Project code for the Interpretable Machine Learning (IML) Seminar using the Ames Housing Prices dataset.
The dataset for this project can be found here in our repository, or be downloaded directly from Kaggle.
If you want to recreate the analysis set the working directory to the project folder. Then you can run the following files in this order:
File | Content |
---|---|
cleaning_train.R | Data cleaning and pre-processing. Called by simple_models.R and xgboost_train.R to get the ready-to-use dataset (see section 1 in the report). |
simple_models.R | Implementation and performance results of our 3 baseline (interpretable) models (see section 2 in the report). |
xgboost_train.R | Implementation and performance results of our black box model - XGBoost. Saves the model for future use for our IML methods (see section 2 in the report). |
outlier_detection.R | Analyze the dataset for presence of outliers (see section 3 in the report). |
outlier_analysis.R | More in-depth look at the detected outliers (see section 3 in the report). |
feature_importance.R | Implementation of feature importance algorithms for XGBoost and Linear Regression (see section 4.1 in the report). |
specific_hypotheses.R | Analysis of hypotheses related to specific features (see section 4.2 in the report) |
specific_points.R | Analysis of hypotheses related to specific points (see section 4.3 in the report) |
Files also contain extensive commentary for better code flow comprehension.
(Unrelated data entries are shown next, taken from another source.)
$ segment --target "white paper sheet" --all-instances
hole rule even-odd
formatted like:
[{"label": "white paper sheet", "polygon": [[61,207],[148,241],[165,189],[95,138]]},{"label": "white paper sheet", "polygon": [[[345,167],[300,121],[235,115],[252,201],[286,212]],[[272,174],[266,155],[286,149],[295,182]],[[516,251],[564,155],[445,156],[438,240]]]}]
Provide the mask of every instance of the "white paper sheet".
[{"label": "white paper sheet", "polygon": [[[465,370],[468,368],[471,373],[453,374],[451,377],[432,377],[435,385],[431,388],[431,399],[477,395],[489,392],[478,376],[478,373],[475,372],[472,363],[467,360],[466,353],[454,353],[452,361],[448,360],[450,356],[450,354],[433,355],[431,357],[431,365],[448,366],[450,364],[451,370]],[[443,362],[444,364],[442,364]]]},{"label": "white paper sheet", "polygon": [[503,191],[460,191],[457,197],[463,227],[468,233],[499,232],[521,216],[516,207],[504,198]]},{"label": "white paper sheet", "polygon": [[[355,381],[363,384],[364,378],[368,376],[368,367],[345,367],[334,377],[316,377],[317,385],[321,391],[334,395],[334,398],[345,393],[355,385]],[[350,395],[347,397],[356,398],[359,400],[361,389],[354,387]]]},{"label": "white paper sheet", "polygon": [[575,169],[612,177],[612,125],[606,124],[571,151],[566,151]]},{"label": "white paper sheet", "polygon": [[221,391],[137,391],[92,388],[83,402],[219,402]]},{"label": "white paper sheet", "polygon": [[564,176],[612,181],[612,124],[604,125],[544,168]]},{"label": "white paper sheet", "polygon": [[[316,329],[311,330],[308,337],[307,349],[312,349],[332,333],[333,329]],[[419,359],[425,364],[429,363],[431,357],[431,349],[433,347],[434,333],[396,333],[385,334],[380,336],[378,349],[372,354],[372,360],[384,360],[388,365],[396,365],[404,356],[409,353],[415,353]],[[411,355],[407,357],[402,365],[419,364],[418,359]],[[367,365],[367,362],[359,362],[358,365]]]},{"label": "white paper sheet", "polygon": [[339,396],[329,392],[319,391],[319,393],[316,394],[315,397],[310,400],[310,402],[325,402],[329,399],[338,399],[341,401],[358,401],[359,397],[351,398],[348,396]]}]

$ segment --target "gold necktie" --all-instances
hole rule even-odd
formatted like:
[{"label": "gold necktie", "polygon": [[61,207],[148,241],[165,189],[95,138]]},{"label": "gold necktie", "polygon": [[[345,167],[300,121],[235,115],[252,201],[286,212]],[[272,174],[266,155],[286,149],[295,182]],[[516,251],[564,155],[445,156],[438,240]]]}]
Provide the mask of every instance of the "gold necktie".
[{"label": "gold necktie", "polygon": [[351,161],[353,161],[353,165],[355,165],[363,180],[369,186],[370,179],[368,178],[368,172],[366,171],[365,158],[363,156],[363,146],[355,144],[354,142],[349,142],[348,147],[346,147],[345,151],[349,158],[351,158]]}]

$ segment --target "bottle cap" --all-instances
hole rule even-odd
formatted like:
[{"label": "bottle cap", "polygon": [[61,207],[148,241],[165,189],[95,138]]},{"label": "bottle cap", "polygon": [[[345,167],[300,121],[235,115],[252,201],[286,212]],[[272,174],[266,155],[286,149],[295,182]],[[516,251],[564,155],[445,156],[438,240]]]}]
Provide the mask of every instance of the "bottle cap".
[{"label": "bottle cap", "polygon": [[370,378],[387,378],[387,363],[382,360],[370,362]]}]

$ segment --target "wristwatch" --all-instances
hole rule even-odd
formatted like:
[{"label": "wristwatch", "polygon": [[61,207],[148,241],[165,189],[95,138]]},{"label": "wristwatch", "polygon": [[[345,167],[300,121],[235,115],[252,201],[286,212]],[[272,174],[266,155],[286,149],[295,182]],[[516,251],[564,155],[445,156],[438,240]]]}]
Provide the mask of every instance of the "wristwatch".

The following module versions (or above) are required to reproduce the code:
R = 4.0.3
dplyr = 1.0.2
plyr = 1.8.6
tidyverse = 1.3.0
readr = 1.4.0
ggplot2 = 3.3.2
corrplot = 0.84
caret = 6.0.86
Hmisc = 4.4.2
Metrics = 0.1.4
viridis = 0.5.1
partykit = 1.2.11
variables = 1.0.3
forcats = 0.5.0
data.table = 1.14.0
xgboost = 1.2.0.1
rpart = 4.1.15
rpart.plot = 3.0.9
glmnet = 4.0.2
cmaes = 1.0.11
mlr = 2.18.0
mlrCPO = 0.3.7
iml = 0.10.1
SHAPforxgboost = 0.1.0
featureImportance = 0.9
Require a manual installation from github! The github repository can be found here. The necessary packages are counterfactuals and the corresponding version of the iml package, which is different from the one listed above. We manually call the respective packages in our code (see specific_points.R).